Coincide la efeméride otoñal del desarme con otro desarme distinto, que tiene tinte de tristeza y tragedia cuando nada menos que setecientas familias pueden quedar al pairo del paro por cerrar las plantas de aluminio donde trabajan otras tantas personas ganándose el pan con el sudor de su frente. Una multinacional estadounidense avisa de su pretensión de cerrar en Avilés esa planta, poniendo en desplante a todo su personal que lo deja en la intemperie brutal de perder su trabajo de la noche a la mañana.
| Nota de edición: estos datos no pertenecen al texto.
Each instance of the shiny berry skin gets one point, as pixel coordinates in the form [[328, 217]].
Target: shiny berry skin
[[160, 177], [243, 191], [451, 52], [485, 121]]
Ya se entiende que una empresa no es un despacho parroquial, ni siquiera una ONG altruista sin ánimo de lucro o un local de cáritas que sólo mira por sostener dignamente a quienes menos han sido favorecidos por la vida y la sociedad. Una empresa tiene sus calendarios, sus objetivos de producción y su legítima aspiración de incrementar sus ingresos para expandirse poniendo solidez a sus logros financieros.
Pero no deberían ser los únicos criterios, tan inhumanamente crematísticos, a la hora de poner en marcha, acrecentar o, eventualmente, cerrar el negocio. Porque lo que hay detrás no son planchas de aluminio o cajas de tornillos, sino personas. Y tras ellas, un montón de familias que dependen del trabajo honrado que se lleva a cabo cada día, con su justa remuneración y la dignidad que entraña tener un trabajo honesto que no tiene manchadas sus manos ni de corrupción ni de sangre.
Si ante un momento de recesión económica o ante unas cuentas que no eran las que se esperaban se decide cerrar toda una factoría mandando a la incertidumbre angustiosa a tantas personas y a sus correspondientes familias, entonces nos encontramos con una tragedia realmente inhumana, donde los trabajadores se han usado y luego se tiran cuando se juzgan prescindibles laboralmente hablando, dando un portazo a lo que se venía haciendo allí simplemente porque ya no se gana tanto, ya no aporta tanta riqueza como antes, ya no resulta ventajoso para el lucro soñado y programado por los magnates.
El Papa Francisco lo ha dicho con el dolor que entraña una decisión de tan terribles consecuencias: «Así como el mandamiento de «no matar» pone un límite claro para asegurar el valor de la vida humana, hoy tenemos que decir “no a una economía de la exclusión y la inequidad”. Esa economía mata… Hoy todo entra dentro del juego de la competitividad y de la ley del más fuerte, donde el poderoso se come al más débil. Como consecuencia de esta situación, grandes masas de la población se ven excluidas y marginadas: sin trabajo, sin horizontes, sin salida. Se considera al ser humano en sí mismo como un bien de consumo, que se puede usar y luego tirar. Hemos dado inicio a la cultura del “descarte” que, además, se promueve. Ya no se trata simplemente del fenómeno de la explotación y de la opresión, sino de algo nuevo: los excluidos no son “explotados” sino desechos, “sobrantes”» (Evangelii gaudium, 53).
Toda mi solidaridad con las familias afectadas, con estos trabajadores que pueden ir a la calle. Lo siento de veras. Rezo por su solución justa y generosa y para que la llama de esperanza de esta gente no se apague jamás ni haya nada que de modo fatal la desarme.